(Updates with letter from state in seventh paragraph.)
July 10 (Bloomberg) -- Lyft Inc. isn’t authorized to offer ride-sharing in New York, the city’s taxi regulator said, just days before it was due to start service.
The service hasn’t complied with safety requirements and licensing criteria, and the city’s rules and laws will be enforced, the New York City Taxi & Limousine Commission said in an e-mailed statement yesterday. Lyft said it still plans to start operations in the city tomorrow.
Lyft’s debut would offer more competition to Uber Technologies Inc. in the booming market for new ways to move people and cars more efficiently through cities. By disrupting local taxi industries, car-booking and ride-sharing apps have faced lawsuits in the U.S. and demonstrations in cities from London and Madrid to Berlin and Paris.
“Every rider deserves the safety and consumer protections our rules provide,” Meera Joshi, chair of the Taxi & Limousine Commission, said in the statement. “We’re still hopeful that Lyft will accept our offer to help them do the right thing for New York City passengers.”
The commission’s licensing and base station rules don’t apply to Lyft’s ride-sharing model, Erin Simpson, a spokeswoman for San Francisco-based Lyft, said in an e-mailed statement.
“It’s important to clarify that our differences of opinion are not about safety standards, and that’s because we put safety first,” she said. “We will never waver in keeping our drivers and passengers safe.”
Cease and Desist
Adding to Lyft’s challenges, the New York State Department of Financial Services on July 8 issued a cease and desist letter, saying that the company is violating the state’s laws, including selling insurance directly to New York drivers and requiring them to buy from a specific insurer in order to join Lyft’s program.

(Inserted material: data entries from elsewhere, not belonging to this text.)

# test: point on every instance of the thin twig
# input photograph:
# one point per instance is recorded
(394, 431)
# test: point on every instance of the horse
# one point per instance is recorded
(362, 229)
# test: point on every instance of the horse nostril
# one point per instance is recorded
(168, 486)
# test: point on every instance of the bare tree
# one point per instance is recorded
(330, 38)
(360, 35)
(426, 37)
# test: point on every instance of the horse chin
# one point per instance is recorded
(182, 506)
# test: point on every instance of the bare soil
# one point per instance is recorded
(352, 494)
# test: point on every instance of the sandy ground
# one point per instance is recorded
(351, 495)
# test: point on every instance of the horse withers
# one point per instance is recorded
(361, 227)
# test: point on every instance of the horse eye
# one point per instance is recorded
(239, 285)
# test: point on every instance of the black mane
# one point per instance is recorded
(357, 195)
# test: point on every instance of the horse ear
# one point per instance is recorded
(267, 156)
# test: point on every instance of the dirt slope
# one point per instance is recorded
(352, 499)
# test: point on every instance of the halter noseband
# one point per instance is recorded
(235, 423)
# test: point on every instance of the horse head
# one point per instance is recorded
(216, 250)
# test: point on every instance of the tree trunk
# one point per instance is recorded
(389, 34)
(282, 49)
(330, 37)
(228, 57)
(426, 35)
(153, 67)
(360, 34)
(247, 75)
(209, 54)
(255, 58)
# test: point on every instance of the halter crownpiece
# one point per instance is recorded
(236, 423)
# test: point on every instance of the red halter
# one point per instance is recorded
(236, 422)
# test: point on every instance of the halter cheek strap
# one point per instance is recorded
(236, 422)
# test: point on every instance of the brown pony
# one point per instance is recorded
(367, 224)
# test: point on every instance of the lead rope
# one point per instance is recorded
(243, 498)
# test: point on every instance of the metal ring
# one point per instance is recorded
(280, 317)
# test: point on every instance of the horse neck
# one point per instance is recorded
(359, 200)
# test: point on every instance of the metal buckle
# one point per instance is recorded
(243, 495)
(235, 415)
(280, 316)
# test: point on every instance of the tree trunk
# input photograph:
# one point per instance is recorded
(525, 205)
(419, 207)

Benjamin Lawsky, the superintendent of the department, said in the letter that DFS is willing to work with Lyft to determine how the company can operate legally in the state.
“Lyft must cease violating New York law by suspending its ongoing operations and postponing any further launches in New York,” Lawsky wrote. “Should Lyft fail to comply with this directive, DFS will take appropriate action to protect New York consumers and the New York private passenger insurance market.”
Simpson, the Lyft spokeswoman, said the company is having productive conversations with the Department of Financial Services, and thinks it can resolve all the issues raised in the letter.
Lyft rival Uber has been operating in New York since 2011, and this week reached an agreement with New York Attorney General Eric Schneiderman to limit its peak-pricing tactics and cap fees during emergencies.
While UberX is a ride-sharing service that competes directly with Lyft in other cities, UberX drivers in New York have official taxi licenses and follow a more conventional commercial model.
“Due to TLC regulations, Uber does not currently have a ride-sharing platform in New York,” Nairi Hourdajian, a spokeswoman for Uber, said in an e-mailed statement. “If regulators embrace ride-sharing with a relaxed approach to licensing and enforcement with other companies, Uber will be excited to launch our ride-sharing platform soon in the state of New York.”
Uber temporarily cut the price of its UberX service by 20 percent in New York this week, striving to become cheaper than taxis as Lyft enters the car-service market.
Lyft planned to begin New York operations with 500 drivers. In April, the startup received $250 million from investors including Alibaba Group Holding Ltd. and has been rolling out its service in new cities.
Uber was valued at $17 billion last month in a new financing round, making it worth more than public companies such as Hertz Global Holdings Inc. and retailer Best Buy Co.
--With assistance from Serena Saitto in New York.